I have also had light sensitivity problems and have to wear sunglasses when in the sun or bright light, i have black spots in the retina of my eye which i see everywhere i look (doctor said it was dead blood cells caused by stress). I hope this can contribute to a conclusion as i am not sure what is happening either. Any advice would be great.

anon128082
Post 17

When I was a child they dilated my eyes and I left the office in bright sunlight. I asked my Dad for a pair of sunglasses but he said I didn't need them. I've had light sensitivity ever since.

I'm a 'mature' adult now, and never, ever go outside without my sunglasses. I feel that the dilatation was unnecessary since I had no complaints or health issues. Never had one since either.

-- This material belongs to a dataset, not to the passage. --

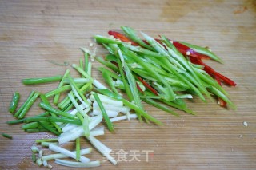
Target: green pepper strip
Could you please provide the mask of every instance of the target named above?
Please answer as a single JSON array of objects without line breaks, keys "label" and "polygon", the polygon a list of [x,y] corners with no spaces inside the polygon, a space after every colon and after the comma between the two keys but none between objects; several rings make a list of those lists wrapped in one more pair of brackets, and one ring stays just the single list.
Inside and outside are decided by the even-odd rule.
[{"label": "green pepper strip", "polygon": [[[125,49],[121,47],[121,49]],[[149,65],[147,65],[147,64],[146,64],[145,62],[143,62],[139,57],[138,57],[138,56],[136,55],[136,53],[134,53],[132,51],[130,50],[126,50],[126,53],[129,56],[130,56],[138,65],[140,65],[141,66],[142,66],[144,68],[145,70],[148,71],[150,73],[151,73],[152,75],[154,75],[160,82],[162,82],[163,85],[165,85],[167,88],[166,89],[166,93],[165,93],[164,94],[162,94],[163,97],[166,98],[168,101],[173,101],[175,99],[175,94],[172,89],[172,88],[170,87],[170,85],[169,85],[169,83],[166,81],[166,80],[165,80],[162,76],[161,76],[160,74],[158,74],[158,73],[154,72],[154,70],[152,70]]]},{"label": "green pepper strip", "polygon": [[9,139],[13,139],[13,136],[10,135],[8,135],[6,133],[2,133],[2,136]]},{"label": "green pepper strip", "polygon": [[80,137],[78,137],[75,140],[75,151],[76,151],[75,160],[78,161],[78,160],[80,160]]},{"label": "green pepper strip", "polygon": [[41,83],[48,83],[62,80],[62,76],[53,76],[53,77],[46,77],[40,78],[26,78],[23,79],[22,81],[24,85],[36,85]]},{"label": "green pepper strip", "polygon": [[138,105],[138,107],[143,109],[143,106],[142,106],[142,105],[141,103],[141,100],[139,98],[138,88],[136,86],[135,78],[132,75],[130,69],[129,69],[128,65],[126,65],[126,63],[124,60],[124,57],[122,56],[122,51],[120,49],[118,49],[118,56],[120,57],[122,65],[125,70],[125,73],[126,73],[126,77],[128,80],[130,89],[131,94],[133,96],[133,100],[134,100],[134,103]]},{"label": "green pepper strip", "polygon": [[78,119],[67,119],[64,117],[30,117],[26,118],[24,121],[26,123],[29,123],[31,121],[51,121],[51,122],[63,122],[63,123],[70,123],[78,125],[82,125],[82,122]]},{"label": "green pepper strip", "polygon": [[57,135],[57,136],[59,136],[61,133],[54,130],[54,128],[50,128],[47,125],[45,125],[45,124],[42,124],[41,123],[40,121],[38,121],[38,123],[42,126],[44,128],[46,128],[46,130],[51,132],[52,133]]},{"label": "green pepper strip", "polygon": [[24,124],[22,126],[22,128],[23,130],[26,130],[26,129],[29,129],[29,128],[36,128],[38,126],[39,126],[39,124],[38,122],[30,122],[30,123],[28,123],[28,124]]},{"label": "green pepper strip", "polygon": [[121,77],[115,73],[106,69],[105,67],[98,67],[97,68],[98,70],[101,71],[102,73],[106,72],[112,78],[116,80],[121,80]]},{"label": "green pepper strip", "polygon": [[54,96],[56,97],[56,95],[60,94],[60,93],[62,92],[65,92],[67,90],[70,90],[71,89],[71,85],[63,85],[60,88],[58,88],[56,89],[51,90],[50,92],[47,92],[46,93],[46,97],[48,98],[50,97]]},{"label": "green pepper strip", "polygon": [[[122,64],[121,64],[120,58],[118,58],[118,68],[119,68],[119,73],[120,73],[120,75],[121,75],[121,80],[122,81],[123,86],[124,86],[125,90],[126,92],[128,99],[130,101],[133,101],[133,96],[132,96],[130,89],[129,87],[129,84],[128,84],[128,82],[127,82],[127,81],[126,79],[125,73],[124,73],[123,69],[122,69]],[[139,117],[138,119],[141,120],[141,117]]]},{"label": "green pepper strip", "polygon": [[106,109],[101,101],[101,100],[99,99],[97,93],[94,93],[94,97],[96,100],[96,102],[98,103],[98,107],[99,109],[101,109],[102,111],[102,116],[104,117],[104,120],[105,120],[105,122],[106,123],[106,126],[108,128],[108,129],[110,131],[110,132],[113,132],[114,131],[114,126],[113,126],[113,124],[112,122],[110,121],[110,117],[109,116],[107,115],[106,112]]},{"label": "green pepper strip", "polygon": [[[58,84],[58,89],[63,86],[63,85],[64,85],[64,79],[66,77],[66,76],[67,76],[69,73],[70,73],[70,69],[67,69],[67,70],[65,72],[65,73],[64,73],[64,75],[63,75],[61,81],[59,82],[59,84]],[[55,105],[58,104],[60,96],[61,96],[60,93],[55,94],[54,98],[54,104],[55,104]]]},{"label": "green pepper strip", "polygon": [[108,68],[110,68],[112,70],[115,71],[115,72],[118,72],[118,68],[112,64],[111,62],[110,61],[105,61],[102,57],[96,57],[96,60],[102,63],[102,65],[104,65],[105,66],[108,67]]},{"label": "green pepper strip", "polygon": [[50,105],[46,104],[46,103],[43,103],[43,102],[41,102],[39,104],[39,106],[47,111],[49,111],[50,113],[53,113],[56,115],[58,115],[58,116],[62,116],[62,117],[66,117],[67,118],[70,118],[70,119],[74,119],[75,117],[74,115],[71,115],[71,114],[69,114],[67,113],[64,113],[64,112],[62,112],[60,110],[58,110],[54,108],[52,108]]},{"label": "green pepper strip", "polygon": [[[45,104],[46,104],[46,105],[50,105],[50,104],[49,101],[47,100],[46,95],[41,94],[41,95],[40,95],[40,97],[41,97],[42,101],[43,103],[45,103]],[[53,116],[53,117],[57,117],[57,116],[56,116],[54,113],[50,113],[50,114],[51,116]],[[52,122],[52,125],[53,125],[54,126],[55,126],[55,128],[57,128],[57,130],[58,130],[58,132],[62,132],[62,130],[61,129],[61,128],[60,128],[55,122]]]},{"label": "green pepper strip", "polygon": [[14,97],[13,97],[13,98],[11,100],[11,102],[10,104],[10,107],[9,107],[9,112],[10,113],[14,113],[15,109],[17,109],[19,98],[20,98],[19,93],[18,92],[15,92],[14,93]]},{"label": "green pepper strip", "polygon": [[171,114],[173,114],[174,116],[179,117],[179,115],[177,113],[174,112],[170,108],[167,108],[165,105],[158,103],[158,102],[154,101],[152,99],[143,98],[142,101],[144,101],[145,102],[146,102],[146,103],[148,103],[148,104],[150,104],[150,105],[153,105],[153,106],[154,106],[156,108],[158,108],[158,109],[162,109],[162,110],[163,110],[165,112],[167,112],[167,113],[171,113]]},{"label": "green pepper strip", "polygon": [[26,101],[23,103],[23,105],[18,109],[18,110],[15,113],[14,117],[18,117],[18,115],[21,113],[21,112],[23,110],[24,107],[27,105],[27,103],[29,102],[29,101],[32,98],[32,97],[34,94],[34,91],[32,91],[30,94],[30,96],[26,98]]},{"label": "green pepper strip", "polygon": [[[70,85],[71,86],[73,86],[74,88],[74,89],[76,90],[76,92],[79,94],[79,96],[82,97],[82,99],[83,100],[83,101],[87,105],[86,107],[90,106],[90,104],[87,101],[87,99],[86,98],[86,97],[82,93],[81,90],[78,89],[78,87],[77,86],[77,85],[74,83],[73,78],[70,77],[70,75],[68,75],[68,78],[70,81]],[[74,93],[73,92],[73,93]]]},{"label": "green pepper strip", "polygon": [[205,54],[205,55],[207,55],[209,56],[211,59],[218,61],[218,62],[220,62],[220,63],[222,63],[223,61],[221,60],[221,58],[219,58],[217,55],[215,55],[213,52],[210,51],[209,49],[204,48],[204,47],[201,47],[201,46],[198,46],[198,45],[192,45],[192,44],[190,44],[190,43],[187,43],[187,42],[178,42],[179,43],[181,44],[183,44],[188,47],[190,47],[190,49],[192,49],[193,50],[199,53],[202,53],[202,54]]},{"label": "green pepper strip", "polygon": [[53,142],[53,141],[58,141],[58,138],[37,140],[35,140],[35,143]]},{"label": "green pepper strip", "polygon": [[150,49],[151,51],[154,51],[154,49],[153,49],[149,45],[146,44],[143,40],[142,40],[138,36],[137,36],[135,30],[130,27],[128,26],[121,26],[121,29],[125,33],[125,34],[132,41],[137,42],[141,46],[145,47],[146,49]]},{"label": "green pepper strip", "polygon": [[34,93],[33,97],[30,98],[30,100],[28,101],[25,107],[22,110],[22,112],[18,116],[18,119],[22,119],[25,117],[26,113],[29,111],[29,109],[30,109],[30,107],[34,103],[35,100],[38,98],[39,95],[40,95],[39,92]]},{"label": "green pepper strip", "polygon": [[110,75],[107,72],[103,71],[102,77],[103,77],[105,81],[109,85],[110,89],[113,90],[113,92],[114,92],[115,93],[118,93],[118,91],[117,90],[117,89],[114,85],[114,81],[113,81],[112,77],[110,77]]}]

Unfortunately, I also have hearing problems that started in childhood because they gave me a medication for earaches that shocks MD's now. Oh well.

anon125650
Post 16

My son's eye is still dilated 24 hours after his exam. We are going back to doctor but what is this?

anon116745
Post 15

how long does it take for the pupil to function normally after dilation for eye examination?

anon112402
Post 14

They always say i will be light sensitive for just a couple of hours but it lasts more like six hours for everybody i know, no matter who they have them checked by.

My pressure is borderline high so i take the eye drops every day and it's normal but i want to skip having them dilate my eyes every year. Perhaps every other year?

anon102314
Post 13

With today's technology, a less invasive and therefore less dangerous method would be high speed digital photography. Use the numbing method which allows the optometrist to test for pressure, and get close and snap pictures of the eye in a darkened room. The flash would be too quick for the eye to respond, thereby allowing for a less anxiety prone visit, as well as providing a hard copy photo for storage in the patient's files and the doctor could study the photo whenever a need arose.

anon98812
Post 12

to Anon4179: Yes, it is very common for your eyes to hurt in the light for a short period of time. You see when you are in the dark your pupil(the black circle in your eye) gets larger to absorb as much light as possible, it goes the opposite when your in the sunlight. So when your eye doctor dilates your eyes, your pupil doesn't react to the light yet because of drops. Hope this helps!

anon93058
Post 11

just got my eyes dilated. my eye hurts but i look cute.

anon87711
Post 10

just had eye dilation and they have found a bulge behind left eye. The optician will write to my doctor re this. Should I be worried because I am at the moment. What could it be?

anon72782
Post 7

what is the difference between dilation and Optomap?

anon71825
Post 6

Who knows how much damage has been done from the dilatation exam procedure itself, and cause young people to become eye patients when they grow older.

anon50745
Post 5

Jacinta, he is probably on the heroin. Drug test him and if he comes out positive you should probably search through everything in his room, and even send him to jail. I know it might seem tough at first but jail would be the kick in the pants he needed since he has started abusing. In the long run, he will thank you.

anon49287
Post 4

To anon4179: Yes, perfectly normal with pupil dilation. To MoGrandma: Quite obviously because he doesn't need to dilate them and can see into your eyes just fine without causing you any more discomfort than is necessary to complete his job properly.

MoGrandma
Post 3

Why would an optometrist say that he doesn't need to dilate your eyes, that he can see into them just fine?

jacinta
Post 2

Why do my son's eyes dilate instead of contracting in bright light?

- Jacinta

anon4179
Post 1

After my dilatation, i am not being able to see clearly, and my eyes really hurt with anything bright. Can you tell me if that's common? If not, what should i do?